Surfer sur la clientèle sensible au made in France
Paul de Montclos, président du syndicat textile de l'Est et PDG de Garnier-Thiebaut
Le label est né de la volonté d’industriels, convaincus de la valeur de leur savoir-faire. Les entreprises textiles vosgiennes reviennent de loin. Elles ont combattu seules durant des décennies. Elles surmontent les réticences liées à la concurrence pour valoriser collectivement leur filière. La démarche a créé une logique de réseau. Certains industriels, qui allaient chercher leurs sous-traitants hors du département, se sont aperçu que le même service existait dans l’aire géographique du label. Ce dernier a permis d’intensifier les échanges et d’initier une démarche lean chez plusieurs adhérents ou de mutualiser le savoir-faire dans la maintenance de l’outil.
Le label a-t-il déjà démontré son efficacité commerciale ?

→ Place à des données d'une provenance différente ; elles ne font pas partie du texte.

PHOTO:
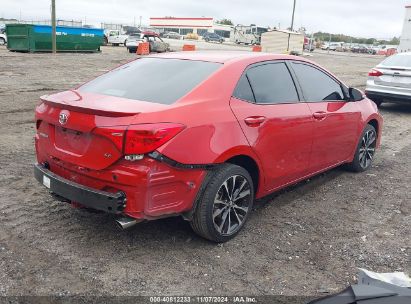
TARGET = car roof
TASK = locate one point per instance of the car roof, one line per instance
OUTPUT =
(226, 56)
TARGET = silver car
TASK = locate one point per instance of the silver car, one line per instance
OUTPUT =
(391, 80)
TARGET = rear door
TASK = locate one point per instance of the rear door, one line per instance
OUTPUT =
(276, 124)
(336, 121)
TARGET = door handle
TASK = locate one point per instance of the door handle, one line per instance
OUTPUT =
(254, 121)
(320, 115)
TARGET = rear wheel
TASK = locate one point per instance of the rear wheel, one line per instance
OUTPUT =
(364, 155)
(225, 204)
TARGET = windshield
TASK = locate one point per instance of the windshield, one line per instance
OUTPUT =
(400, 60)
(152, 79)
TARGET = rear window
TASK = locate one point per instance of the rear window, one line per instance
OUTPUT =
(152, 79)
(398, 60)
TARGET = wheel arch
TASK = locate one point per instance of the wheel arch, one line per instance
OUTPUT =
(373, 122)
(249, 164)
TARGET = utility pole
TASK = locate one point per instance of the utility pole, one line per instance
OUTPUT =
(329, 44)
(292, 26)
(292, 19)
(53, 27)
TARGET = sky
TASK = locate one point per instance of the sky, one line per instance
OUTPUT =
(360, 18)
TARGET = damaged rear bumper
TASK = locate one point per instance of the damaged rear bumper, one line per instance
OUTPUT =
(88, 197)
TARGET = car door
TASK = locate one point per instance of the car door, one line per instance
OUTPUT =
(336, 119)
(276, 124)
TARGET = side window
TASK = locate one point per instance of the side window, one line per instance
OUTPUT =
(272, 83)
(316, 85)
(243, 90)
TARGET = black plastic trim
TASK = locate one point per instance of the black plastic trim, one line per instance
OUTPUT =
(162, 158)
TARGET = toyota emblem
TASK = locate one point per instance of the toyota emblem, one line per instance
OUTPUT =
(63, 117)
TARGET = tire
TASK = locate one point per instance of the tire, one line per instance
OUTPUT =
(365, 152)
(217, 217)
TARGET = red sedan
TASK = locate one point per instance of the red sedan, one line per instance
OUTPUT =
(200, 135)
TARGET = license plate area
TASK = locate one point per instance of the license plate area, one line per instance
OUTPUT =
(46, 181)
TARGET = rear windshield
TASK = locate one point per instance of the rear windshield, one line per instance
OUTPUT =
(398, 61)
(152, 79)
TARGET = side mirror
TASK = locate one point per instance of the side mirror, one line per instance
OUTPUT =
(355, 94)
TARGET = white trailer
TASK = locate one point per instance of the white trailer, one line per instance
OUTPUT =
(247, 34)
(282, 42)
(405, 42)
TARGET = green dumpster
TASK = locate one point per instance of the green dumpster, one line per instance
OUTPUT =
(37, 38)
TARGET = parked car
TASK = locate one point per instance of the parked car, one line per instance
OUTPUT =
(171, 35)
(156, 44)
(133, 41)
(115, 37)
(330, 46)
(309, 47)
(201, 135)
(391, 80)
(191, 36)
(213, 37)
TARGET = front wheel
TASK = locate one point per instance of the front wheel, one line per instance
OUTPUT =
(225, 204)
(364, 155)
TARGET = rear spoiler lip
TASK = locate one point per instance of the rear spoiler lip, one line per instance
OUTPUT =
(100, 112)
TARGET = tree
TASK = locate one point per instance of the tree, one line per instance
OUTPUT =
(225, 21)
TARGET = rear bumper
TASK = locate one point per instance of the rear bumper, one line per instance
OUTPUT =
(88, 197)
(153, 189)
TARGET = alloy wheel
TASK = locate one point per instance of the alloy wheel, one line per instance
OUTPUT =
(367, 148)
(231, 205)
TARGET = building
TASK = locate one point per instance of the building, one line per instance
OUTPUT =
(183, 26)
(405, 42)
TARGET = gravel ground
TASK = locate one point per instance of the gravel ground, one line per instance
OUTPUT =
(305, 240)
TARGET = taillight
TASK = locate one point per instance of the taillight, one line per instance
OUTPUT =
(145, 138)
(375, 73)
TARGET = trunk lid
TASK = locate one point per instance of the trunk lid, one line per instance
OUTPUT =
(86, 129)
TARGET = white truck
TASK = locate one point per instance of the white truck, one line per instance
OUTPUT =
(282, 42)
(248, 34)
(115, 37)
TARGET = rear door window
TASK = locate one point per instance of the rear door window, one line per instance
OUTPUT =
(316, 85)
(272, 83)
(158, 80)
(243, 90)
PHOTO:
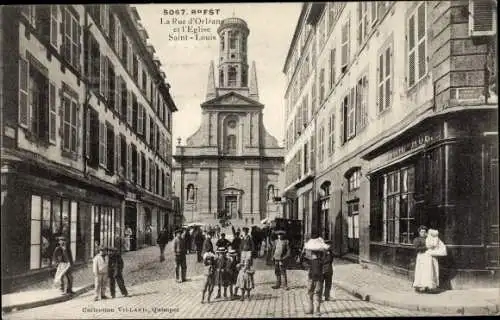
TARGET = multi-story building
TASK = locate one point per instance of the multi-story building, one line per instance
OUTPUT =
(231, 165)
(405, 129)
(86, 134)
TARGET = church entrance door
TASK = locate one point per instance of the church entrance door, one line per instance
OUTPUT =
(232, 206)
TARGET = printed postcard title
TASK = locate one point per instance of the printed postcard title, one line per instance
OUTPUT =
(192, 24)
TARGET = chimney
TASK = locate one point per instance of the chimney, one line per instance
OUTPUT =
(151, 50)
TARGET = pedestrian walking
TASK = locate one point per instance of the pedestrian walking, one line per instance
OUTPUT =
(280, 256)
(233, 270)
(247, 247)
(115, 272)
(245, 279)
(209, 260)
(221, 272)
(100, 269)
(316, 262)
(180, 256)
(328, 270)
(162, 242)
(64, 259)
(222, 242)
(199, 239)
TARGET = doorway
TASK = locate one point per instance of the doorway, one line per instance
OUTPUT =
(231, 206)
(131, 221)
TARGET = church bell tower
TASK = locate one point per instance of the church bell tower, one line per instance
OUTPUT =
(233, 66)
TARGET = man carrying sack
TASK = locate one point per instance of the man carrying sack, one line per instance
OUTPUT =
(64, 259)
(281, 253)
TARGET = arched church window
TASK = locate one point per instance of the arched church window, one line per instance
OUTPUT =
(233, 38)
(244, 78)
(270, 193)
(190, 196)
(231, 144)
(221, 78)
(232, 77)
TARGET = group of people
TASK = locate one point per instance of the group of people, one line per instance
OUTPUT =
(108, 265)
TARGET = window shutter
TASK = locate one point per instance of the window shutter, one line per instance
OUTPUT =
(482, 18)
(79, 47)
(139, 168)
(63, 31)
(342, 122)
(54, 20)
(118, 97)
(140, 119)
(52, 113)
(102, 75)
(129, 162)
(129, 107)
(23, 92)
(117, 154)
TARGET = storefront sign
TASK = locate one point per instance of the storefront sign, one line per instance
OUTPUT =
(131, 196)
(421, 139)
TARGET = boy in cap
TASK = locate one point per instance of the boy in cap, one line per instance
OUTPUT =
(221, 271)
(115, 272)
(64, 259)
(281, 253)
(315, 281)
(180, 256)
(209, 262)
(100, 269)
(328, 269)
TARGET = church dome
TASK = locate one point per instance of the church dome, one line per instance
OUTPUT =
(232, 23)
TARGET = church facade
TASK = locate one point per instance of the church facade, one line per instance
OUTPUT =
(231, 164)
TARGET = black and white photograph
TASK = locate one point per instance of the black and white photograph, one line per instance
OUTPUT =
(249, 160)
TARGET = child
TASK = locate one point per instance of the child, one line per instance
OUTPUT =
(209, 261)
(222, 271)
(115, 272)
(245, 279)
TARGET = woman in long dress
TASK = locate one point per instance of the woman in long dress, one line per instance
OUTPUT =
(428, 248)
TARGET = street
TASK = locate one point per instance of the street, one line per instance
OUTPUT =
(155, 294)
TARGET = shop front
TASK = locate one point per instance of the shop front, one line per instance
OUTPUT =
(37, 208)
(443, 175)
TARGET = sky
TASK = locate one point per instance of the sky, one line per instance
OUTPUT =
(186, 62)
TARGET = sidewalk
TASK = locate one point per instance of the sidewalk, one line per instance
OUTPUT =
(43, 292)
(383, 289)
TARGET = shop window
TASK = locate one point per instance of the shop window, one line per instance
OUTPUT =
(103, 230)
(399, 206)
(50, 218)
(353, 227)
(353, 180)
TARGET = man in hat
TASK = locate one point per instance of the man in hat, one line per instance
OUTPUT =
(222, 242)
(281, 253)
(115, 272)
(315, 281)
(247, 247)
(64, 259)
(328, 270)
(100, 269)
(162, 242)
(180, 256)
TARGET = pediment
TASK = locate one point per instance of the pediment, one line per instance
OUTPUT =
(232, 99)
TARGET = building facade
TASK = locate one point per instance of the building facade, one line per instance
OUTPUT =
(406, 131)
(230, 165)
(86, 135)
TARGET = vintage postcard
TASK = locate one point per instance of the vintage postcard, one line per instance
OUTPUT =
(249, 160)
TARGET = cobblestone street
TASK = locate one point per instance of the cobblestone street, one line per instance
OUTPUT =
(155, 294)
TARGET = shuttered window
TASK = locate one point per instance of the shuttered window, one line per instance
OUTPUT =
(417, 44)
(345, 46)
(384, 79)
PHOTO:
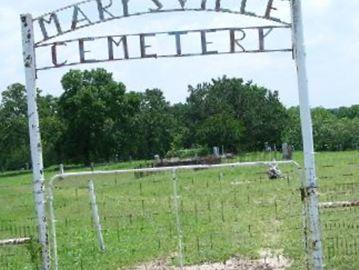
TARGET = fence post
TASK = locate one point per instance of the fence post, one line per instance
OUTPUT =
(178, 220)
(310, 190)
(61, 169)
(95, 215)
(28, 44)
(53, 226)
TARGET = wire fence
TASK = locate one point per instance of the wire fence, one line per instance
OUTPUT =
(221, 218)
(181, 218)
(339, 194)
(18, 220)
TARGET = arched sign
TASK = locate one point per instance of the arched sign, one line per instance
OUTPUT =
(120, 47)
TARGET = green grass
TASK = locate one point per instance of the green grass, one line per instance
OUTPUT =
(223, 213)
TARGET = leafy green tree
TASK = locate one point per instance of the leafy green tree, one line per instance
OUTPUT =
(155, 124)
(90, 106)
(14, 139)
(259, 110)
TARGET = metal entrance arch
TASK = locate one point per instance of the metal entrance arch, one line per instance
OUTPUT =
(81, 20)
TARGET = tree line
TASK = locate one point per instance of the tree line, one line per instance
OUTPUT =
(97, 120)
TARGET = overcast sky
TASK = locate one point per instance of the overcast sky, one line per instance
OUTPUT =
(332, 40)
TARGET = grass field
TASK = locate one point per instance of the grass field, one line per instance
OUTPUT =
(223, 213)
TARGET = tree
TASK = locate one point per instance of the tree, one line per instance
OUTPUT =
(257, 109)
(155, 124)
(90, 107)
(14, 139)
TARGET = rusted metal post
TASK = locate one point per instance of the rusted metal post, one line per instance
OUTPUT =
(53, 226)
(178, 220)
(95, 215)
(310, 188)
(34, 131)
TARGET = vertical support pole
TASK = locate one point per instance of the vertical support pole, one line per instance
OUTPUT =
(61, 169)
(34, 131)
(178, 220)
(95, 215)
(53, 226)
(307, 133)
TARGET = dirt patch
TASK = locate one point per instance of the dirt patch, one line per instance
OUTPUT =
(268, 261)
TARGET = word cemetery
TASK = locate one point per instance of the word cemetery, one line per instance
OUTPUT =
(279, 29)
(156, 44)
(176, 44)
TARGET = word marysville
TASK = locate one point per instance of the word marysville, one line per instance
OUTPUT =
(161, 45)
(91, 12)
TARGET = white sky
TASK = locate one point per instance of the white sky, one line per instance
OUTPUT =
(332, 39)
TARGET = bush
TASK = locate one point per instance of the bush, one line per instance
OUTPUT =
(188, 153)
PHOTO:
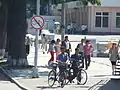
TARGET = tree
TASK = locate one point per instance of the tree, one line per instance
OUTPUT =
(3, 18)
(16, 31)
(83, 2)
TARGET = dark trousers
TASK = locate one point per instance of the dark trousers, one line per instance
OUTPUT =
(75, 71)
(87, 61)
(27, 49)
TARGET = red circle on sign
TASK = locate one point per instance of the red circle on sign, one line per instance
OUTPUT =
(37, 23)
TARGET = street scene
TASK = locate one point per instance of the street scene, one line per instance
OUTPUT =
(59, 45)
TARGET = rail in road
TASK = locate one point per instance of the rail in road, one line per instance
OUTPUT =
(6, 83)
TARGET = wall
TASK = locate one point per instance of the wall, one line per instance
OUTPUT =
(112, 19)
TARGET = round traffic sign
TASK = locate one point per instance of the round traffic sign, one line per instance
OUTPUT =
(37, 22)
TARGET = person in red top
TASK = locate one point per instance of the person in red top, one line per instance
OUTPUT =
(87, 53)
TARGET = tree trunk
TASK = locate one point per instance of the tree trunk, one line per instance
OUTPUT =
(16, 32)
(2, 28)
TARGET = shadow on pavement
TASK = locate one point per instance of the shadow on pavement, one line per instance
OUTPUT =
(47, 87)
(111, 85)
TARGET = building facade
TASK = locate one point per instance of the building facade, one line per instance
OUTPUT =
(104, 19)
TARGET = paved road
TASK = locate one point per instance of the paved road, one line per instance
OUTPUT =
(5, 84)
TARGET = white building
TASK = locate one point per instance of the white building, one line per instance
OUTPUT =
(104, 19)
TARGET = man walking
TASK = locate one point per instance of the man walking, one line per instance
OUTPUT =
(67, 45)
(44, 44)
(87, 53)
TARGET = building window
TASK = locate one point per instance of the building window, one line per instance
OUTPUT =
(118, 20)
(101, 19)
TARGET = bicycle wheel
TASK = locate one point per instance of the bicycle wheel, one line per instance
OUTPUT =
(62, 79)
(51, 78)
(82, 77)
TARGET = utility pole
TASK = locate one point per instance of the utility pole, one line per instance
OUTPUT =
(35, 71)
(63, 20)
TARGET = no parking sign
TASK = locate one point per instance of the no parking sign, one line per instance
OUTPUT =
(37, 22)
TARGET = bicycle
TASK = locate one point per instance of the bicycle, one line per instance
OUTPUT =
(60, 76)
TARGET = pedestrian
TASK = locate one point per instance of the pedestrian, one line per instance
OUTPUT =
(27, 45)
(76, 58)
(51, 49)
(57, 47)
(67, 45)
(44, 43)
(80, 46)
(113, 54)
(88, 48)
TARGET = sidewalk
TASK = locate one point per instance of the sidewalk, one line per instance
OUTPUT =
(96, 73)
(99, 69)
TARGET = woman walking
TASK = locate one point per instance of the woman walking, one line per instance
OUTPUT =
(52, 51)
(57, 47)
(113, 54)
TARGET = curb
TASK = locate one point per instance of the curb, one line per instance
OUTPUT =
(13, 80)
(100, 63)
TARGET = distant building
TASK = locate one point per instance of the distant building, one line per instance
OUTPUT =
(104, 19)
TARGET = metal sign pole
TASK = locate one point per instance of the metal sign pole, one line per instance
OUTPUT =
(36, 43)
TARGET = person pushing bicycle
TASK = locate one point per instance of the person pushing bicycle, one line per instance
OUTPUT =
(76, 59)
(62, 59)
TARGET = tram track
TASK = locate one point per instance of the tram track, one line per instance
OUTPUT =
(98, 85)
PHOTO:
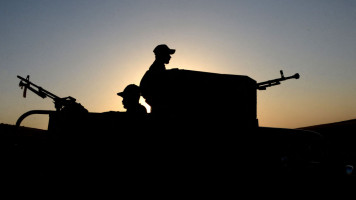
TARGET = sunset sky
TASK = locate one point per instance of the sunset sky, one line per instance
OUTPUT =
(92, 49)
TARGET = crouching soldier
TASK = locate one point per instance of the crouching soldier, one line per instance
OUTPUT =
(131, 96)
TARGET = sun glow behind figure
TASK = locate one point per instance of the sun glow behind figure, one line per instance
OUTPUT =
(91, 50)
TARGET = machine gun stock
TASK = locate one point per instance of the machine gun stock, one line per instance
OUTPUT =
(274, 82)
(59, 103)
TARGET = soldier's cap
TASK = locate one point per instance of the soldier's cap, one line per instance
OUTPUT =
(130, 90)
(163, 49)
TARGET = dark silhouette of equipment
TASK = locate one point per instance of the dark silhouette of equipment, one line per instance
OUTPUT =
(274, 82)
(204, 123)
(59, 103)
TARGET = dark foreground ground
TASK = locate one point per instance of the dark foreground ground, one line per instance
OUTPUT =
(23, 152)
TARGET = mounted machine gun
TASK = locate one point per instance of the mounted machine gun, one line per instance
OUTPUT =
(63, 105)
(274, 82)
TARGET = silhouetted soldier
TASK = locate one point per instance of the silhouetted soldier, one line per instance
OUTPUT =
(152, 83)
(131, 96)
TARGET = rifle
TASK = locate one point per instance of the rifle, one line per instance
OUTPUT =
(59, 103)
(274, 82)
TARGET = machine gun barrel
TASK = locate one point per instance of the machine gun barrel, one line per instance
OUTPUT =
(35, 88)
(59, 102)
(273, 82)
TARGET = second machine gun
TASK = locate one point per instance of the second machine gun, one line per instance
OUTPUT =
(273, 82)
(61, 104)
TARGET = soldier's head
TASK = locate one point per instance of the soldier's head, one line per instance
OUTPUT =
(163, 53)
(131, 95)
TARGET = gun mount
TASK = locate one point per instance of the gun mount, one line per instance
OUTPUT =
(59, 103)
(274, 82)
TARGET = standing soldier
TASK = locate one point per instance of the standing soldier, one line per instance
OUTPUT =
(152, 83)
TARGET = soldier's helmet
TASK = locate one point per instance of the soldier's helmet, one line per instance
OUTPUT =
(131, 90)
(163, 49)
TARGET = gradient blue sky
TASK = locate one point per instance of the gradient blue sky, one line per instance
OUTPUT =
(92, 49)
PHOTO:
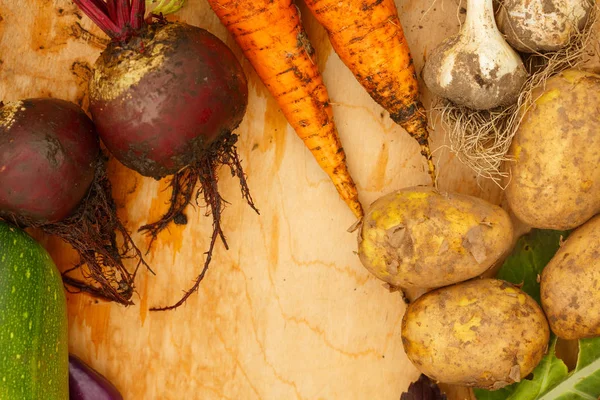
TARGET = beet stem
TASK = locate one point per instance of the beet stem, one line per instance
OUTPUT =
(99, 17)
(123, 13)
(138, 9)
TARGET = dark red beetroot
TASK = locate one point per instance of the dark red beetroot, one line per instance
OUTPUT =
(34, 151)
(165, 98)
(85, 383)
(52, 177)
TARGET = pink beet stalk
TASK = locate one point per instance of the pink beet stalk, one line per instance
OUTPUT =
(123, 12)
(119, 19)
(97, 15)
(111, 5)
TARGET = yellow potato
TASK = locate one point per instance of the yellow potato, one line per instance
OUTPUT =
(555, 179)
(420, 238)
(483, 333)
(570, 284)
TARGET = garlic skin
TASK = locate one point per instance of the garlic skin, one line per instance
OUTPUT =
(541, 25)
(476, 68)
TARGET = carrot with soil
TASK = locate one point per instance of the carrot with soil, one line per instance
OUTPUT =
(368, 38)
(166, 97)
(273, 39)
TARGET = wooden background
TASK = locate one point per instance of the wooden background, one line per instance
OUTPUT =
(288, 312)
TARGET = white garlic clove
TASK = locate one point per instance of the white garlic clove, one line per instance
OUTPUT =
(476, 68)
(542, 25)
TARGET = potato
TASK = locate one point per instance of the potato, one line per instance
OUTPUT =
(570, 284)
(420, 238)
(483, 333)
(555, 179)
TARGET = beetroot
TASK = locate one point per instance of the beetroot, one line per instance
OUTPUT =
(52, 177)
(46, 164)
(165, 97)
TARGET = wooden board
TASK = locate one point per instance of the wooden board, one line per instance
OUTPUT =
(288, 312)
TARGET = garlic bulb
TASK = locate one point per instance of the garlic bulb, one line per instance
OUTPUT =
(542, 25)
(476, 68)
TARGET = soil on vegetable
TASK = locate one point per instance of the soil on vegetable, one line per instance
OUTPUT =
(103, 243)
(183, 192)
(468, 81)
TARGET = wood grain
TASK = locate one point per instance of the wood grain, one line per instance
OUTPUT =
(288, 312)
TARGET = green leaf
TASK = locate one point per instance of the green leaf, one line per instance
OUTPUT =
(583, 383)
(551, 379)
(550, 370)
(164, 7)
(529, 257)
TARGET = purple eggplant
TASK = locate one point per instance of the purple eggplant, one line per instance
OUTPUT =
(87, 384)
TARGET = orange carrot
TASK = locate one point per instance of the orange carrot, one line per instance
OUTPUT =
(272, 37)
(368, 38)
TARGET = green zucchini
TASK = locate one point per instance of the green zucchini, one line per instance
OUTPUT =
(34, 360)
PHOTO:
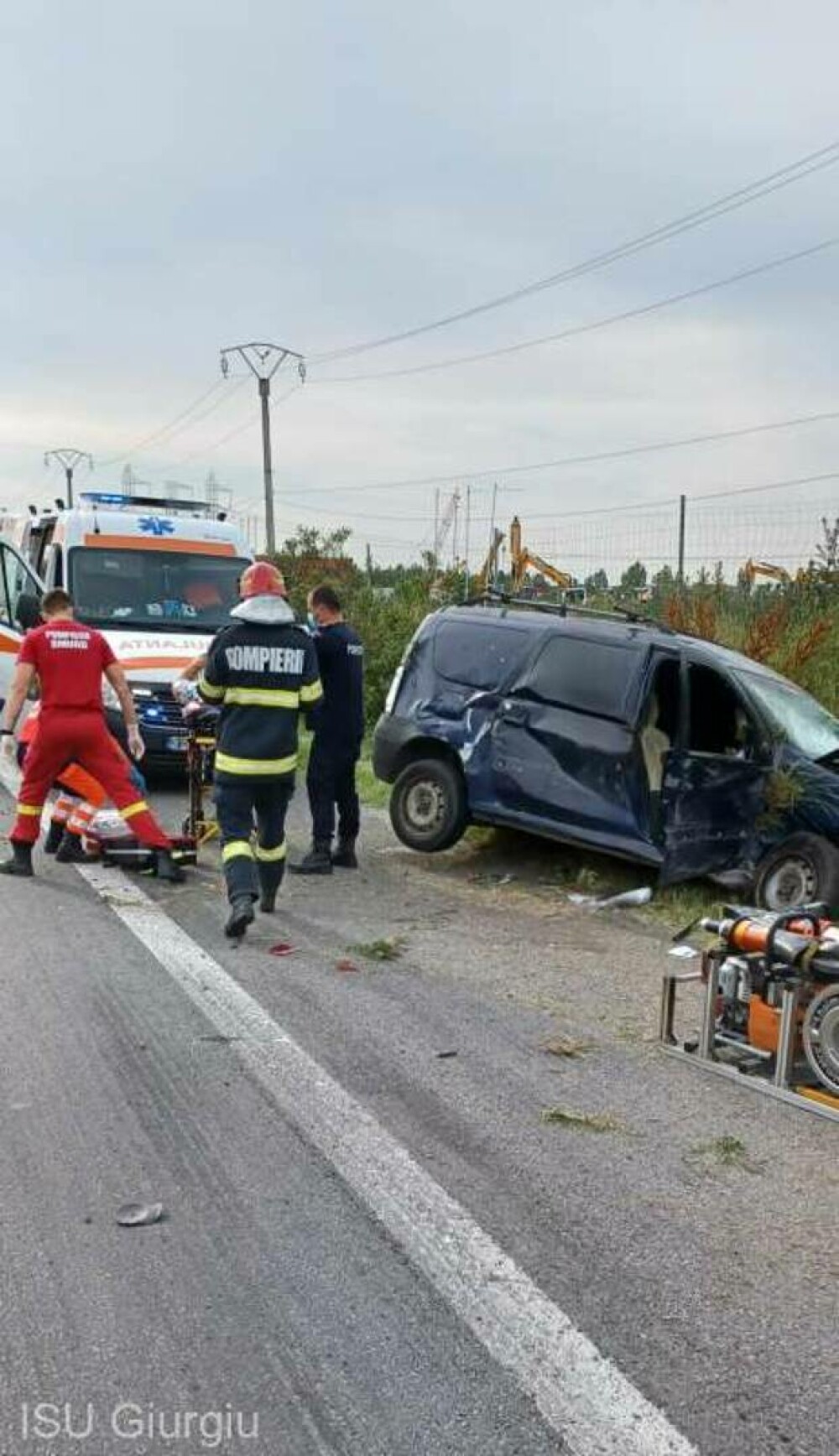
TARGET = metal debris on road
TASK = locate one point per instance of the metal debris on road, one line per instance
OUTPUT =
(627, 897)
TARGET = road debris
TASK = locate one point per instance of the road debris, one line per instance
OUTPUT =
(722, 1152)
(138, 1214)
(586, 1121)
(563, 1046)
(627, 897)
(389, 949)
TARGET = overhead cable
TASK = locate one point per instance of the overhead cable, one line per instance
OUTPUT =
(762, 187)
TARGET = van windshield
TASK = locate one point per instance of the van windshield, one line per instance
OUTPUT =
(142, 589)
(795, 716)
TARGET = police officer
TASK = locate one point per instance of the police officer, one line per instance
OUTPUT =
(338, 722)
(261, 672)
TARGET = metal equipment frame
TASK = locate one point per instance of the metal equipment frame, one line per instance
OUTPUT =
(777, 1084)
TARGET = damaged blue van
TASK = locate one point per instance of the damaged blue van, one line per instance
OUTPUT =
(615, 734)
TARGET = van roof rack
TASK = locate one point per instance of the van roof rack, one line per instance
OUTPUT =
(564, 609)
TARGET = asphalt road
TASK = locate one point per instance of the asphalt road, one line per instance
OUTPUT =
(372, 1242)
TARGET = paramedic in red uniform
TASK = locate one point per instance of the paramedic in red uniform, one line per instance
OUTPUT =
(69, 660)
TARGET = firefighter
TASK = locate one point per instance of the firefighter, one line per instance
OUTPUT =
(261, 672)
(338, 722)
(69, 660)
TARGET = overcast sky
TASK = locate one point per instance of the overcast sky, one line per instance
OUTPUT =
(181, 175)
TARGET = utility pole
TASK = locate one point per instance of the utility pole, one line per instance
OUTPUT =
(69, 459)
(466, 543)
(264, 360)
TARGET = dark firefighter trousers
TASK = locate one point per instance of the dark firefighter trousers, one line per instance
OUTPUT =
(245, 804)
(331, 783)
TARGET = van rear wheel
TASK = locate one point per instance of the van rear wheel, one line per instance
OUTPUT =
(429, 805)
(801, 870)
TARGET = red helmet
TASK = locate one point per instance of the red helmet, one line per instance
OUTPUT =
(261, 580)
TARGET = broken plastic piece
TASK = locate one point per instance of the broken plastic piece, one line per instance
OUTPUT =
(138, 1214)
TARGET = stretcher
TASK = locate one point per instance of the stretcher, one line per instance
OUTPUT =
(118, 846)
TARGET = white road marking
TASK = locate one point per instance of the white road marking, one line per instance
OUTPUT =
(579, 1392)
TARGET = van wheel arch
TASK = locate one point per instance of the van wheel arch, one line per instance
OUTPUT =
(429, 803)
(800, 868)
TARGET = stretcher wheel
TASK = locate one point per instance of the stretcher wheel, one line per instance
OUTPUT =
(821, 1037)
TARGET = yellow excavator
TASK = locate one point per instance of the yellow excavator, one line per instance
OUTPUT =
(487, 574)
(522, 559)
(765, 568)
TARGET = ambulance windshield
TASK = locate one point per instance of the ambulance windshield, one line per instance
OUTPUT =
(143, 589)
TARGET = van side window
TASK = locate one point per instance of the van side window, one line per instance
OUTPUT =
(585, 674)
(478, 656)
(717, 720)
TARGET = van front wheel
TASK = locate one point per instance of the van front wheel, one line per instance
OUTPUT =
(801, 870)
(429, 805)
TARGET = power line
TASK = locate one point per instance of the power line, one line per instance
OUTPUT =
(585, 328)
(237, 429)
(762, 187)
(625, 452)
(651, 504)
(168, 429)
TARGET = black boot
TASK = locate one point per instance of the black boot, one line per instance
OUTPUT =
(55, 836)
(344, 856)
(21, 862)
(71, 850)
(316, 862)
(168, 868)
(241, 918)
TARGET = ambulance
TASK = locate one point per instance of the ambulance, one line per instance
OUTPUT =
(18, 589)
(159, 579)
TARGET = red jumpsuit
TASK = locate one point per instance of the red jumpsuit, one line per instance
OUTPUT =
(70, 660)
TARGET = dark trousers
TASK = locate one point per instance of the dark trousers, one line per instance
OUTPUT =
(331, 783)
(243, 804)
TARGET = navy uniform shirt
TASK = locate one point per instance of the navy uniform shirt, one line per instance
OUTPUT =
(338, 721)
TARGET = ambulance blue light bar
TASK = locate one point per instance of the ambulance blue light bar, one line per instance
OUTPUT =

Sur le plan national, Vosges, terre textile permet d’aborder la discussion avec les acheteurs sous un autre angle que celui des prix. Avec ce label, nous surfons sur la part de la clientèle sensible au made in France et exigeante quant à la qualité. Les certifications qu’il représente constituent aussi un atout pour concourir aux appels d’offres qui prennent en compte la notion de développement durable et d’économie locale. À l’international, les acheteurs, notamment allemands et américains, sont sensibles aux valeurs de terroir et de tradition.